Meituan joins sector bellwethers from Sony Corp. to Apple Inc. and Twitter Inc. that have emphasized the difficulty of parsing an unprecedented black-swan event like the coronavirus pandemic. The Chinese company projected revenue will decline year-over-year in the March quarter but said it couldn’t fully determine the extent to which the coronavirus pandemic will hurt its operations in 2020.

“The pandemic has already caused severe disruptions to the daily operations of our merchants, including restaurants, local services merchants and hotels, which in turn resulted in downward pressure on our own operations for the first quarter of 2020,” Meituan said in its filing. “Due to the high uncertainty of the evolving situation, we are unable to fully ascertain the expected impact on full year 2020 at this stage.”

That’s after the internet services giant posted a solid set of numbers for the December quarter. Meituan reported a better-than-expected 42% jump in revenue to 28.2 billion yuan ($4 billion) in the three months ended December, compared with the 26.5 billion-yuan average of analysts’ estimates. It booked a profit for the quarter of almost 1.5 billion yuan, versus expectations for a loss.

The coronavirus is dealing an as-yet unquantifiable blow to a company that, before the outbreak erupted in January, was on track to take its place among the country’s most influential technology corporations.

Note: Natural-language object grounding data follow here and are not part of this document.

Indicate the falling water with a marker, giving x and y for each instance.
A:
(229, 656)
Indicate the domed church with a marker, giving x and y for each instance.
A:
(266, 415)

Meituan had been diversifying from its core takeout delivery business and investing in other online services including travel, competing directly against Alibaba Group Holding Ltd. But others are elbowing their way into Meituan’s turf. Ride-hailing giant Didi recently launched a delivery service similar to Uber Eats across major Chinese cities.

Shares of Meituan slid 1.5% in Hong Kong before earnings were announced. While they’ve dropped since mid-January when Covid-19 spread across China, Meituan’s stock rally last year helped secure its place as China’s largest publicly traded internet firm after Alibaba and Tencent.

(Abacus is a unit of the South China Morning Post, which is owned by Alibaba.)